さらに収益化する手法も開発し、今では制作資金を出すことで自らコンテンツを作る機能も持ち始めています。

映像制作にたずさわる者からすれば、自分たちの作った商品をお金に換えてくれるのは映画や広告、放送局でなければならない必要はありません。 Netflix はコンテンツを見る視聴者以上に、制作者の関心を集める存在になっています。

Netflixが伸び続けるとどうなるのでしょう。考えられるのは視聴者の奪い合いです。人間が映像を見る時間は限られています。映像コンテンツが放送を通じて届くのか、それともネットからやってくるのか。視聴者にとって伝送路の違いは意味がありません。

視聴者にとって役に立つサービスを発信し、強いコンテンツを提供するプラットフォームや制作者しか生き残れない。そんな厳しい世界がゃってくるのです。

Netflixの強さはどこにあるのでしょう。放送局関係者があっと驚いた奇策の中に、 Netflix の驚くべき狙いが隠されていました。

Netflix のリモコン戦略

思い浮かんだのはテレビのリモコンに付いているNetflixボタンのこと。うまいこと考えたと感じたのがリモコン戦略です。

週刊東洋経済2015年4月25日号の記事によると

2015年日本市場の参入を控えたNetflixはリモコンボタンに目を付けました。メーカーに働きかけ、リモコンに Netflix のボタンを付けることを思いついたのです。ボタンを入れてもらえればリモコンの製作費を10%負担すると申し入れました。メーカーにしてみればコストダウンに繋がります。各メーカーから出荷されるテレビの台数は250万台。わずかな費用でテレビ局と並ぶチャンネル権を手に入れることができました。

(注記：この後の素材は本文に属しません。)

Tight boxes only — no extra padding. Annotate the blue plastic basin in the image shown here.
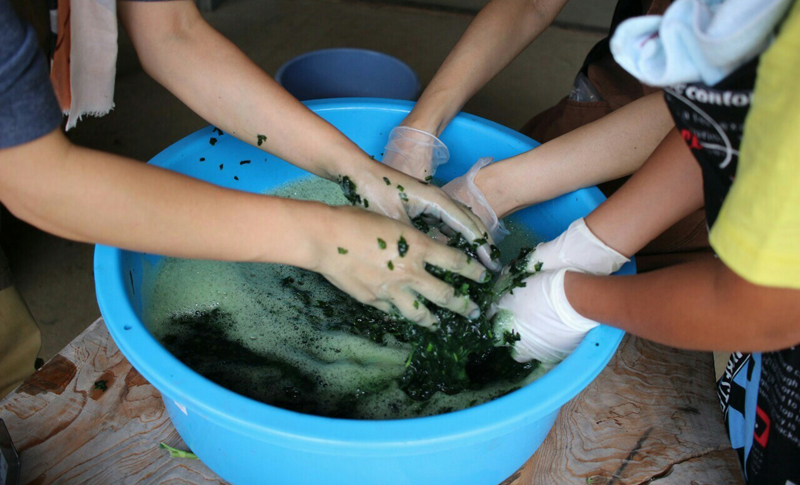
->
[275,48,420,101]
[95,99,634,485]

Netflixの「安くて、便利」は永続が難しい理由 | インターネット | 東洋経済オンライン | 経済ニュースの新基準

Netflix が変える世界

Netflixが雇用するのは選りすぐりのエリートと言われます。 人材の差もさることながら、人材を使うシステムの仕組みも合理的です。

放送は監督官庁に許認可の判断を握られています。そのため、思いついたアイデアも会議や報告でムダに時間を浪費した上、結局は決断しきれないことがよくあります。

おそらく、放送局からか、ネット企業がリモコンを押さえに来るだろうという予測はなかったでしょう。戦略日本の経営のありかたと、少ないチャンスもムダにしないイノベーション企業の違いを感じます。

対する放送側は何を考えているのでしょう。

ヨーロッパの放送は、一定の質を保つよりも売れる番組を流して収益をあげる商業放送と、公共放送の仕組みが作られました。

アメリカでは、それぞれの事業者が勝手に放送する中で、視聴者が支持する、信頼する放送局が残る「言論の自由市場」型モデルで制度が作られました。

日本では放送と通信のあり方を巡る議論が なかなか進みません。この状況は、アップルがSONYを追い抜いていった時と同じです。

評価するのは消費者。放送が独占してきた映像産業はリモコンが大きく変える気がします。